A causare tale situazione, è stato, secondo l’Ue, un “impulso negativo alla crescita”, nella seconda metà del 2011, pari a -0,6 punti percentuali, molto peggiore del -0,1% che ci si attendeva nelle previsioni d’autunno (pubblicate il 10 novembre scorso), a cui va ad aggiungersi “un peggioramento anche delle prospettive di crescita per la prima metà del 2012”, con “una contrazione di un ulteriore 0,7% del Pil nel primo trimestre e di un altro 0,2% nel secondo trimestre”. Nella seconda metà dell’anno, secondo l’Esecutivo Ue, “l’attività economica dovrebbe stabilizzarsi, a condizione che non vi siano ulteriori peggioramenti della situazione sui mercati finanziari e che vi sia uno spread attorno ai 370 punti base fra i titoli di Stato italiani e tedeschi a 10 anni”.

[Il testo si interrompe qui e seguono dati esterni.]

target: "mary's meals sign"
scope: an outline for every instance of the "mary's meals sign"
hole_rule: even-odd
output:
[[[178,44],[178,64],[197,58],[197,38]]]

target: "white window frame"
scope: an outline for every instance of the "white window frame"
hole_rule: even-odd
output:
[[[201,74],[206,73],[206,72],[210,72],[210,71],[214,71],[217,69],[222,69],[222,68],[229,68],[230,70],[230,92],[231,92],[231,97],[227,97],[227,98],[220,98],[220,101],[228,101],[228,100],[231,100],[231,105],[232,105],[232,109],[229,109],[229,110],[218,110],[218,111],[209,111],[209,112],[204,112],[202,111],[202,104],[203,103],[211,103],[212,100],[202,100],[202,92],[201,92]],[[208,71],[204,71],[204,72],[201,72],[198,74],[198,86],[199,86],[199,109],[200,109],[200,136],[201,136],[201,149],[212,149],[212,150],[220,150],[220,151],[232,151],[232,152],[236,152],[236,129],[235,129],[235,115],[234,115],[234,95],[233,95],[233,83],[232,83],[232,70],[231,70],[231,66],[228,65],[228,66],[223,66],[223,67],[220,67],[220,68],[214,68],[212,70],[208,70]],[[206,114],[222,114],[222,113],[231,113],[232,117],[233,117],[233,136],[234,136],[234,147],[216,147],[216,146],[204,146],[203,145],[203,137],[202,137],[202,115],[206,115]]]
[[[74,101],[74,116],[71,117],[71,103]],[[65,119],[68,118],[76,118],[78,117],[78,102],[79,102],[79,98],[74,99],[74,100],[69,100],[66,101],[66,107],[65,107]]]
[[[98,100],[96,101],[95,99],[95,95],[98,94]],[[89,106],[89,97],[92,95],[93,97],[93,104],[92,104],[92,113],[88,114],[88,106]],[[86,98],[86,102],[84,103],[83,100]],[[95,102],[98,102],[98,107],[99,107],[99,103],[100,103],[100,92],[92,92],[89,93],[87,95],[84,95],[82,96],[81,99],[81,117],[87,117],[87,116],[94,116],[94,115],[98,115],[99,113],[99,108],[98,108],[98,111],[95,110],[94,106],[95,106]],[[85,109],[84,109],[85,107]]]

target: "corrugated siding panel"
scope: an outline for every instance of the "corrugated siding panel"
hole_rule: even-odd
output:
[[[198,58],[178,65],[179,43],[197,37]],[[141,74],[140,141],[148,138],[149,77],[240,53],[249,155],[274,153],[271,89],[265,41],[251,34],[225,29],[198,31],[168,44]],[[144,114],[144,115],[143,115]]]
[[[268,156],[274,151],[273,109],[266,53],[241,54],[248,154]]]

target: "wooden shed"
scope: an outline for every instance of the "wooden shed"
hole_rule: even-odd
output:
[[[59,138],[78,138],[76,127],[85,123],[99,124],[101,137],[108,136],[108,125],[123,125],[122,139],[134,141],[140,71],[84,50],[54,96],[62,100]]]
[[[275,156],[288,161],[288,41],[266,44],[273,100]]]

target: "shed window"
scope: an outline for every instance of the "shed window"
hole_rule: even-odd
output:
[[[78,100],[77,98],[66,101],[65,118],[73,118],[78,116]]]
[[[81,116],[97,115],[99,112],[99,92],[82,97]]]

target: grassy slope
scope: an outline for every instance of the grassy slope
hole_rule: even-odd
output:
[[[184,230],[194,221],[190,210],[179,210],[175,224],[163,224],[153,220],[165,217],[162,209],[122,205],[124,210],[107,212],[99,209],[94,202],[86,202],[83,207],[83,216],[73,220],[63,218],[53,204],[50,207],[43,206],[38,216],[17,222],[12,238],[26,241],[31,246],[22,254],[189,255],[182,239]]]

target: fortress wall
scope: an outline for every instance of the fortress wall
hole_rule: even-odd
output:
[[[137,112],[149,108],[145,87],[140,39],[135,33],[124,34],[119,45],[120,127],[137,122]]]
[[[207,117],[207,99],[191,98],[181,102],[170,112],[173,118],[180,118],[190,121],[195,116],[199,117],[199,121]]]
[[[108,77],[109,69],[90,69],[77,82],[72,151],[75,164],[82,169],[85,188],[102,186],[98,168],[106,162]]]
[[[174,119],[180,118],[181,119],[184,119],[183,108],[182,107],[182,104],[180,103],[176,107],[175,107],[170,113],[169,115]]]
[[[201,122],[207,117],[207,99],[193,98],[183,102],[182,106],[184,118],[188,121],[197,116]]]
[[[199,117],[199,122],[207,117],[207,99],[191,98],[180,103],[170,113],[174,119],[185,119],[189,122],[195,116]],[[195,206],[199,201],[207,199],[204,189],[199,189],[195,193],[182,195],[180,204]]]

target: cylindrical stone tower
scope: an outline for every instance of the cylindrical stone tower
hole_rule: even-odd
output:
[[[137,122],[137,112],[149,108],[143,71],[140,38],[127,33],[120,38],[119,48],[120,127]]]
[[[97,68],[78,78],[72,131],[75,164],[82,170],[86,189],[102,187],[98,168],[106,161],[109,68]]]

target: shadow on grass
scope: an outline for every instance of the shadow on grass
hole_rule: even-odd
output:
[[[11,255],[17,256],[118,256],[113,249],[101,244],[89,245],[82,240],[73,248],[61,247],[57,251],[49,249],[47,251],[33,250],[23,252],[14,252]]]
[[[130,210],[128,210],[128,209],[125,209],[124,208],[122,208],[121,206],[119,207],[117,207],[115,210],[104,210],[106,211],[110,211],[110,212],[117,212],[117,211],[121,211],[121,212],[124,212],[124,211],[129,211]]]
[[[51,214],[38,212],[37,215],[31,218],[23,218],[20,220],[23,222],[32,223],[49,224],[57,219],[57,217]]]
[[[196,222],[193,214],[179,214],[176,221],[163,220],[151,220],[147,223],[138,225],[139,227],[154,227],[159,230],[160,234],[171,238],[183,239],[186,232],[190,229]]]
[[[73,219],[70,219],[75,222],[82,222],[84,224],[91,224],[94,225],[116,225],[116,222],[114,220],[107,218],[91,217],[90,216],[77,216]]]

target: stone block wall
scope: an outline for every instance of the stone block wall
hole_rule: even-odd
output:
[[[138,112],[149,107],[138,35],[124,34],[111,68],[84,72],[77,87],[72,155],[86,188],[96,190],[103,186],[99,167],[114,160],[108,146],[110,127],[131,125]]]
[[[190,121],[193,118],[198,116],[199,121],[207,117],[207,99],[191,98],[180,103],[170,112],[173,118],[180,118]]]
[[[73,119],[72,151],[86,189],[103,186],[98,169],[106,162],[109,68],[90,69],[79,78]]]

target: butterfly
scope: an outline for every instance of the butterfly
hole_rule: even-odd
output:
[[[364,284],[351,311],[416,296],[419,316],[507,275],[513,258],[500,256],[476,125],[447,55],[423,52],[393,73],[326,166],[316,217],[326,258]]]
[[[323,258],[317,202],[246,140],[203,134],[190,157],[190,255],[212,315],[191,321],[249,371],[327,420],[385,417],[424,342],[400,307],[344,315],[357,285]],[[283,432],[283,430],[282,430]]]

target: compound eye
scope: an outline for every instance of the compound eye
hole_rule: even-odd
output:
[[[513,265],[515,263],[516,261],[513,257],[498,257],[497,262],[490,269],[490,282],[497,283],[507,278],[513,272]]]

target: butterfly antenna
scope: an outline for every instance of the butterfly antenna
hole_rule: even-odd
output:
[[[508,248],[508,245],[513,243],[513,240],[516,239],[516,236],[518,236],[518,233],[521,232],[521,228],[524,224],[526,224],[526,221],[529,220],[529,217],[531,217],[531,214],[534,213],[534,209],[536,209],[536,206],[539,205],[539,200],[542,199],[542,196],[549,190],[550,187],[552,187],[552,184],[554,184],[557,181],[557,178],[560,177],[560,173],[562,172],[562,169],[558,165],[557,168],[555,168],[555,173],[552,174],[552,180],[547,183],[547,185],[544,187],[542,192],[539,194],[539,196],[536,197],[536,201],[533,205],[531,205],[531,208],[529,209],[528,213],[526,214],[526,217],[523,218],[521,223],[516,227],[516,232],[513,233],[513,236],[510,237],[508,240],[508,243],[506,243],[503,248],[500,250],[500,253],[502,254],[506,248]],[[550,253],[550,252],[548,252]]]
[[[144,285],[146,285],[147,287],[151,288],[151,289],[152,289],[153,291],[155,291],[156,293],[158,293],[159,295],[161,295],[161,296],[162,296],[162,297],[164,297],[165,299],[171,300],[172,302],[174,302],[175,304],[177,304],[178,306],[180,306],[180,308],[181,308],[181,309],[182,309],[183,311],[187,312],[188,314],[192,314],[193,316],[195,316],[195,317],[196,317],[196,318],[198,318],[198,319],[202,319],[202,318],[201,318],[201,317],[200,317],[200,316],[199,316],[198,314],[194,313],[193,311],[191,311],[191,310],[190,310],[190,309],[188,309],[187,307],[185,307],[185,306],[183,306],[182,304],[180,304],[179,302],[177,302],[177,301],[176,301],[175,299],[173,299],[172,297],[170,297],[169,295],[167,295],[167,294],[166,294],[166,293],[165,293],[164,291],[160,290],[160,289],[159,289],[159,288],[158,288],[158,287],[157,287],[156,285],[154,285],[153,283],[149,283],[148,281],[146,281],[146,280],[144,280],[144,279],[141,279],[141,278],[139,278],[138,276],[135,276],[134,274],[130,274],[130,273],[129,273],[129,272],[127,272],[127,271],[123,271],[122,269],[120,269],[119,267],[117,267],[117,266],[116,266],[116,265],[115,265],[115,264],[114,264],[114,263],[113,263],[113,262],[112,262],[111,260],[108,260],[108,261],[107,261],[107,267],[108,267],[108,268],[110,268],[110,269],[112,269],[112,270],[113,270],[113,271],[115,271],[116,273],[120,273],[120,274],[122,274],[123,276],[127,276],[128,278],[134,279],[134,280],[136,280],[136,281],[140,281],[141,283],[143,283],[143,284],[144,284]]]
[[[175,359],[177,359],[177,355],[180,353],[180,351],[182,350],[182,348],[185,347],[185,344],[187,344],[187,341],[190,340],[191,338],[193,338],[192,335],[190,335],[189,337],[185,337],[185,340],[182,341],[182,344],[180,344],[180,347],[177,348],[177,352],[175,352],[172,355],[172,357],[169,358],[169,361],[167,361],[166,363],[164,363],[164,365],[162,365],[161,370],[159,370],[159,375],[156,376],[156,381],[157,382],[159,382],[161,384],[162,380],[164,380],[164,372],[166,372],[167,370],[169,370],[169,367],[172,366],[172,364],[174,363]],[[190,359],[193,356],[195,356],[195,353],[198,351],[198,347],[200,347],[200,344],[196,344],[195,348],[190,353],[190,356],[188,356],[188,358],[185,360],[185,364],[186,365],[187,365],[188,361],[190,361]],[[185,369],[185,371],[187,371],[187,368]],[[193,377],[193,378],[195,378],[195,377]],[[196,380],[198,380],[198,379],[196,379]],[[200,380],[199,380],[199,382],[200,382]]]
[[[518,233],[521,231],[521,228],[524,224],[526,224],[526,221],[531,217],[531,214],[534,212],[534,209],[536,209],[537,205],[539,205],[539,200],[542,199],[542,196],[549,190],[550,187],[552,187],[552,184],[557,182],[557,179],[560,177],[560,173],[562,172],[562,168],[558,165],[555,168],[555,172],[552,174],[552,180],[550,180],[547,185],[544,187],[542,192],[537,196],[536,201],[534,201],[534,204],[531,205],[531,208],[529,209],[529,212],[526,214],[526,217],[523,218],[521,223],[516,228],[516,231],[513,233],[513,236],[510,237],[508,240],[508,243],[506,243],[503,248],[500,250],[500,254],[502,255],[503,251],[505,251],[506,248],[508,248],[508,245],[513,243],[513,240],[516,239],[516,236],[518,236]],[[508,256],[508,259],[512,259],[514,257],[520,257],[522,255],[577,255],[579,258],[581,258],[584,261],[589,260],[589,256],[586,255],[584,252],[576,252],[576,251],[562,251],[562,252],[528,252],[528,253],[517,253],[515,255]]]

“L’Economia italiana è entrata di nuovo in recessione nella seconda metà del 2011”, avverte la Commissione all’inizio del capitolo, concludendo che “a seguito della profonda recessione registrata nel periodo 2008-2009, le proiezioni indicano che il livello del Pil reale nel 2012 sarà del 6% inferiore a quello del 2007”.